Without the individual mandate, guaranteed issue and community rating (regardless of pre-existing conditions) would not seem viable (because the adverse selection for insurers would drive them out of the individual market), right?


reconciliation

 I believe an individual mandate could be drafted to satisfy the Byrd Rule, but we'll have to wait and see how the Senate Parliamentarian, Alan Frumin, rules.


Remembering what Democrats used to think of reconciliation:

Obama, Reid, Schumer, Feinstein, Biden, Hillary, etc, all tell us what they think of reconciliation, back when Bush was president and they were the minority and feared the Republicans try it, using strong words.

On video. Enjoy.

Comparing what they said then to what they are saying today ... it's hard to reconcile!

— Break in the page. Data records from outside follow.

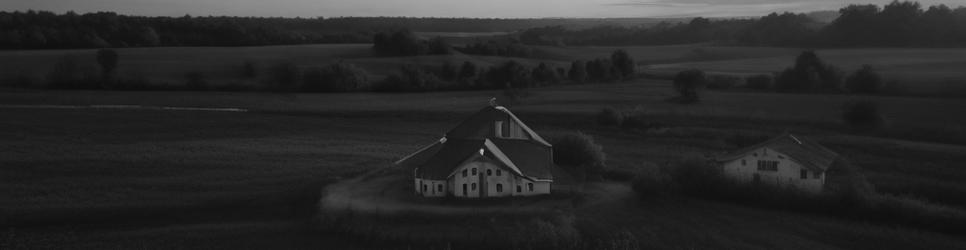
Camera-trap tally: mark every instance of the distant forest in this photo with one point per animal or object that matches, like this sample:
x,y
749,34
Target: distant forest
x,y
47,30
900,24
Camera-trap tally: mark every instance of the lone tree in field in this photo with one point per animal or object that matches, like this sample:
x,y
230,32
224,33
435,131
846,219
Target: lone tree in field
x,y
624,63
579,153
107,58
687,82
863,116
864,80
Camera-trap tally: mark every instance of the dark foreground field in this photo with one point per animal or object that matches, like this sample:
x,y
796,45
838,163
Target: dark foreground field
x,y
161,179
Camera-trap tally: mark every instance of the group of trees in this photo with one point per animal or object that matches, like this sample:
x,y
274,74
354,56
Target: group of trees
x,y
493,48
406,43
811,74
47,30
619,66
896,24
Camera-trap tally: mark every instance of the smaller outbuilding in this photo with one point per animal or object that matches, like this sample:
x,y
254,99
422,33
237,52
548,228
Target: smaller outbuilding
x,y
785,161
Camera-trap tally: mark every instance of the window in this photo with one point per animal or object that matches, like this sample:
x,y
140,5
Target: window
x,y
767,165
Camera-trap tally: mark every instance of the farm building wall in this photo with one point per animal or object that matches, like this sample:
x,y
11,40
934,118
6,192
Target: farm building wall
x,y
786,173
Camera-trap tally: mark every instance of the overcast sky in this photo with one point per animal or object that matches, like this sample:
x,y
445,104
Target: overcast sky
x,y
445,8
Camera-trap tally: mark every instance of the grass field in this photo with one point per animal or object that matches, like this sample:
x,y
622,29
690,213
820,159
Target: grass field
x,y
159,179
909,71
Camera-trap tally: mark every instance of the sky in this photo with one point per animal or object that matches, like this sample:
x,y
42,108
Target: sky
x,y
446,8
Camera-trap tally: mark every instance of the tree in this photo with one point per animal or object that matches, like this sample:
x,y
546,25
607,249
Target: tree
x,y
107,59
687,82
864,80
624,63
579,153
863,116
337,77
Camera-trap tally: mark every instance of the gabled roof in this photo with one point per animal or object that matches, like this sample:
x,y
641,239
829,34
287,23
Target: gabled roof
x,y
806,152
533,159
479,125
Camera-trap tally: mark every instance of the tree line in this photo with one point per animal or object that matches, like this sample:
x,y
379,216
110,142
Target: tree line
x,y
902,24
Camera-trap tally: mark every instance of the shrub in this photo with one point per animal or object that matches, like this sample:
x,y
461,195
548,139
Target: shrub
x,y
337,77
624,63
687,82
610,117
697,177
760,82
722,81
863,116
864,80
578,151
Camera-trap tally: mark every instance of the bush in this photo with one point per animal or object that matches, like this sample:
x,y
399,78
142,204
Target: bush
x,y
697,177
624,63
610,117
760,82
723,81
864,80
687,82
578,151
863,116
337,77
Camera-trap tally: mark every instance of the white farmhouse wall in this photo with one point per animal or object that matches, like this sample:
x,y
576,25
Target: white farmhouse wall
x,y
788,174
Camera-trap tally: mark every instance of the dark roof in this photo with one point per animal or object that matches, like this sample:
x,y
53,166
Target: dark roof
x,y
450,155
532,159
802,150
479,125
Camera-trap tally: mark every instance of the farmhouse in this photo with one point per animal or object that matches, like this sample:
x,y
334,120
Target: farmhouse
x,y
787,160
490,154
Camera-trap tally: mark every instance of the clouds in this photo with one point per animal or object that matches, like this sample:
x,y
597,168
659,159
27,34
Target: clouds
x,y
446,8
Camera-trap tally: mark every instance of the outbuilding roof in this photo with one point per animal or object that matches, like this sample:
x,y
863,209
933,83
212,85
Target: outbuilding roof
x,y
805,151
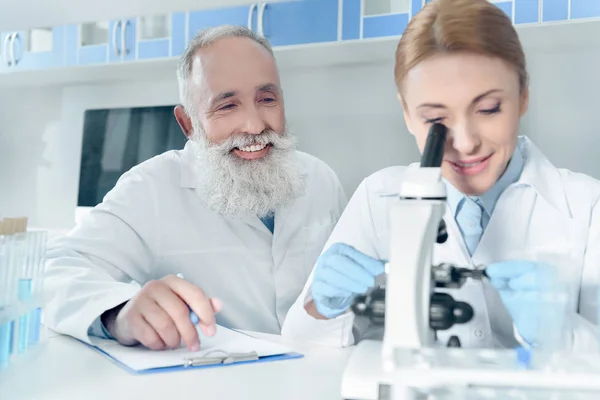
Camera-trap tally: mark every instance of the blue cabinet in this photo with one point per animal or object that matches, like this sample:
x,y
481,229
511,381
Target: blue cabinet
x,y
242,15
34,49
287,23
126,40
157,37
299,22
90,43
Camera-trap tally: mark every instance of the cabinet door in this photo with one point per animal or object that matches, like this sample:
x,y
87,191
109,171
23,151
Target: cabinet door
x,y
160,36
88,43
387,17
41,48
242,15
121,46
5,59
299,22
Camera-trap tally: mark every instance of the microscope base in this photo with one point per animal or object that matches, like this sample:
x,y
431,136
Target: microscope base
x,y
363,378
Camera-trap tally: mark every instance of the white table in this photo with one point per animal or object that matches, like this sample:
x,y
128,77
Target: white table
x,y
64,369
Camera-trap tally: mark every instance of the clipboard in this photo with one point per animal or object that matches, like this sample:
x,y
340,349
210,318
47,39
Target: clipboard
x,y
228,347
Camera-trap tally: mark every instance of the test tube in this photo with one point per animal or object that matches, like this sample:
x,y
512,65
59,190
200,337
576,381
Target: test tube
x,y
25,265
38,251
8,300
4,318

It's enough to make one actually think that in one case or the other, either then or now, they were fibbing!

(You always gotta love Joe Biden: "I pray God that when we Democrats return to power we don't make the kind of naked power grab you are doing".)


Good to point out, but

Good to point out, but demerits for your selective prosecution. While you're at it you should probably dig up the corresponding quotes of Republicans defending reconciliation at the time. As I always say, both parties constantly accuse each other of hypocrisy (vs. a previous time when the shoe was on the other foot), and they're both right.


A question

The side-car reconciliation bill will almost certainly increase the deficit relative to the Senate bill, yes? (presuming the Senate bill becomes law before the side-car is considered) If so, how does that fit under the Byrd rule? Can specific subcomponents that increase the deficit be challenged? (e.g., the increase in the size of subsidies for those under 200% FPL)

Can they pass measures that will increase the deficit as long as the instructed committee is compliant with its instructions? (I am assuming yes since that is how tax cuts were done in reconciliation)

What are the applicable instructions in this case?

Any non-partisan clarification on these points would be welcome.


reconciliation

 The reconciliation bill would have to meet the instruction, $1 billion of net deficit reduction from each of the Senate Finance and Senate HELP Committees FY10-FY14, and it would have to avoid adding to the deficit in FY15-FY19.  As you say, within these constraints, it is possible to raise the deficit.


Nuclear Option - Please get the history straight

Brooks, the 'nuclear option' was to destroy the fillibuster, *not* to use reconciliation. I know that the GOP can't keep such things straight, but others can.


Barry, Please get the

Barry,

Please get the INDIVIDUALS here straight. I didn't refer to the "nuclear option".